McConnell: I’m filibustering 17 judges because Reid made Republicans look bad. That’s right. The biggest butt hurt cry baby of the week was Senate minority leader Mitch McConnell, the Republican from Kentucky. Now for those of you who don’t know, our country is in a bit of a crisis right now because we are short on judges. President Obama has nominated a whole bunch, but the Republicans don’t want to approve any of them. The last time they pulled this nonsense was with President Clinton (shocker) in 1998 when they systematically blocked his nominations as well. Back then Supreme Court Chief Justice Rehnquist chided his fellow conservatives saying that “vacancies cannot remain at such high levels indefinitely without eroding the quality of justice.” So what is so wrong with these judges that McConnell and his shiftless cohorts won’t approve them?

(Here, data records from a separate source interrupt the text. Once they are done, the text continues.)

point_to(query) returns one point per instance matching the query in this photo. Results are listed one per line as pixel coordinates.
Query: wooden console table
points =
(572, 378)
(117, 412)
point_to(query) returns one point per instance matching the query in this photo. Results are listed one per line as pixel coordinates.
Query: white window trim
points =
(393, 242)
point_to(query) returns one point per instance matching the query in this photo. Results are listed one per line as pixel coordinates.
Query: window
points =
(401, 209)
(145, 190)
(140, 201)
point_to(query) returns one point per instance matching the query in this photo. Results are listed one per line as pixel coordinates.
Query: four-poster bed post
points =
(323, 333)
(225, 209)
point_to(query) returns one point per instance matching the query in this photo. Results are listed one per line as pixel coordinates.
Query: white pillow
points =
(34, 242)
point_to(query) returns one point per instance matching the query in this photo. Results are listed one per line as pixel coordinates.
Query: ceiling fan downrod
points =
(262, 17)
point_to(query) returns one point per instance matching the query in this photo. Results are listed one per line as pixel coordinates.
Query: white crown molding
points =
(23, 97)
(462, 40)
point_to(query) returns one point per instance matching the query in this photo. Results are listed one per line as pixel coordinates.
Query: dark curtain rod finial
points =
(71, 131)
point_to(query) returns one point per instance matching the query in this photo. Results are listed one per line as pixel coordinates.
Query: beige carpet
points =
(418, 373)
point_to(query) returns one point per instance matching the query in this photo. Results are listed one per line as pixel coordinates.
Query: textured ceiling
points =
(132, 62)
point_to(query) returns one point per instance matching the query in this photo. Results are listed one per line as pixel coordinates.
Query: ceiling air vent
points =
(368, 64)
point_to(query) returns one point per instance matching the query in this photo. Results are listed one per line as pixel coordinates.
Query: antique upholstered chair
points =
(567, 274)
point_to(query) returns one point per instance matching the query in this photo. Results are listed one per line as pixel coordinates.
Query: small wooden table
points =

Nothing. Not a damn thing.
Mitchy Boy is just embarrassed because the Democratic majority leader Harry Reid brought attention to the fact that judges weren’t getting appointed. And tried to *gasp* compromise.
This whole thing makes my brain hurt so instead of trying to explain it I’ll do a re-enactment. It goes a little something like this:
Reid: Hey Mitch, our courts are really backed up so we should go ahead and vote and approve all those judges that the President nominated.
McConnell: No, we don’t wanna.
Reid: Well why not?
McConnell: Because the President is a Democrat.
Reid: Any other reason?
McConnell: Nope. The judges are fine. In fact, we’ve already decided that we are going to approve them. We just don’t want to do it right now. It’s more fun this way. *giggles*
Reid: Ok then. How about we vote on that highway bill first and then we’ll vote on the judges?
McConnell: Maybe next week.
Miscellaneous Reporter: Senator Reid, how come this Congress isn’t getting anything done? What is the status of the highway bill?
Reid: Well, we’re trying. But the Republicans are filibustering, so we are at a standstill.
McConnell: How dare you! How dare you say such things to make us look bad! That’s it! We’re not voting on the highway bill. We’re not approving judges. We’re not gonna do anything! We are going to fili-freakin-buster our chapped asses off. And it’s not our fault, it’s the Democrats’ fault because Reid embarrassed us. Now somebody change my diaper.
So the Republicans are filibustering to get even with the Democrats for pointing out that they were filibustering. And they wonder why they’ve been dubbed the most obstructionist do-nothing Congress in the history of ever. Maybe next week they can all double dog dare each other to finally raise minimum wage. So there you have it, the biggest butt rash of the week award goes to Mitch McConnell and the rest of the
toddlers Republicans running amok at the daycare Capital.